После этого успеха Быкова
Тем не менее оставаться без руководителя театру было нельзя, и тогда его возглавил Сергей Юткевич. После мобильной, интересной, демократичной работы с Быковым, когда в одном спектакле человек играл, а на другом был осветителем (я, например, была и актрисой, и реквизитором), представления Юткевича о театральной иерархии показались нам устаревшими. Нам хотелось сохранить студийность, но, к сожалению, в одну и ту же реку нельзя войти дважды. Наш театр раскололся, и мы организовали просмотр для набора в студию при Театре Ленинского комсомола.
Колеватову, директору «Ленкома», понравилась идея создания двухгодичной студии, выпускники которой пополняли бы актерский состав. По всей Москве были расклеены объявления о наборе.

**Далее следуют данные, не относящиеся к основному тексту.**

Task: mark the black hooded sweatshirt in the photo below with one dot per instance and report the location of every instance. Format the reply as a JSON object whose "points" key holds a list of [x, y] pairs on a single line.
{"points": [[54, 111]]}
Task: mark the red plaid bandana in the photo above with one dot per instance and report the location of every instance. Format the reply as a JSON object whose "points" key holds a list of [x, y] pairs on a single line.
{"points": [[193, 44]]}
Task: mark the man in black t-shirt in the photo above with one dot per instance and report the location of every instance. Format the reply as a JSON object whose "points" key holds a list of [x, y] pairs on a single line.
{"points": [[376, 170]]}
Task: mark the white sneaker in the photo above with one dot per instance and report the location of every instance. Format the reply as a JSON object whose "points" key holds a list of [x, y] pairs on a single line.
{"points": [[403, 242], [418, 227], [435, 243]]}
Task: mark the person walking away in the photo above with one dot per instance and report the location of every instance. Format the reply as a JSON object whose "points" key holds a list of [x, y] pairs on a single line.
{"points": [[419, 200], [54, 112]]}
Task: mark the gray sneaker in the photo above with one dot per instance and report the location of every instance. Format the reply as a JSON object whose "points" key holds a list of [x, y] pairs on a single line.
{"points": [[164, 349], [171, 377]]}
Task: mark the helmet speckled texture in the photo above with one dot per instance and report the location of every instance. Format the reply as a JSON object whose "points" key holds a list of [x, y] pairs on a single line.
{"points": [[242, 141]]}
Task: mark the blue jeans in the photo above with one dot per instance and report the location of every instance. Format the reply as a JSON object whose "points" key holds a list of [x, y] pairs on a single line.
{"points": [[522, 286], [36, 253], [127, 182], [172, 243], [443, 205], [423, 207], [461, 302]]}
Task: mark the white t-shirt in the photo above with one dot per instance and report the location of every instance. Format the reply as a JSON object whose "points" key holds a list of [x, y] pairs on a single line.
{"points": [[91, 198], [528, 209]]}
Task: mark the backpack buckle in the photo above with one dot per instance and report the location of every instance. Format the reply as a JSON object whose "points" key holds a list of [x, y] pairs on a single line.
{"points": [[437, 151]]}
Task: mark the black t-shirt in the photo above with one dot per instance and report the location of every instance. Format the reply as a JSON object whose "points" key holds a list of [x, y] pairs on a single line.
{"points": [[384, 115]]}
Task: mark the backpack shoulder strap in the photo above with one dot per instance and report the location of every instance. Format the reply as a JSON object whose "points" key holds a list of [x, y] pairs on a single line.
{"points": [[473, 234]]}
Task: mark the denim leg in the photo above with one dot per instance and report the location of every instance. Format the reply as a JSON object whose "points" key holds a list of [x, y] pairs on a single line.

После международного фестиваля молодежи (лето 57-го года) повеяло каким-то свежим ветром, и идея студийности, само слово «студия» привлекали больше, чем обычное театральное училище. Шел бесконечный поток молодых людей. Помню Зину Славину – она тоже поступала к нам в студию, ее не приняли, но потом мы с ней встретились на курсе Орочко в Щукинском училище.
Наконец студию набрали, и начались занятия. Я была кем-то вроде зав. репертуарной частью – вывешивала расписание занятий, созванивалась с педагогами, следила за посещаемостью (хотя смысла в этом не было – ходили все охотно).
На открытие студии опять пришла «вся Москва». Помню молодого Евтушенко; у меня сохранилось фото – Ширвиндт со студийками… Руководили студией Михаил Шатров и Владимир Ворошилов, режиссером был Оскар Ремез, человек с новым театральным мышлением, он очень интересно работал (как потом сложилась его судьба – не знаю).
Через год меня отчислили из студии с формулировкой «за профнепригодность». Дело в том, что весь этот год я продолжала бегать в Студенческий театр МГУ, играла там всякую дребедень, по-прежнему была реквизитором. Видимо, эта моя раздвоенность и самостоятельность раздражали. Возник конфликт, сути которого я сейчас уже не помню. Но с Шатровым я потом много лет не здоровалась – делала вид, что не замечаю. Когда снималась в «Шестом июля» – фильме по его сценарию, – переписала по-своему речь Спиридоновой на съезде. Он ничего не сказал, а роль от этого стала только лучше. Больше ни с Шатровым, ни с Ворошиловым судьба меня не сталкивала.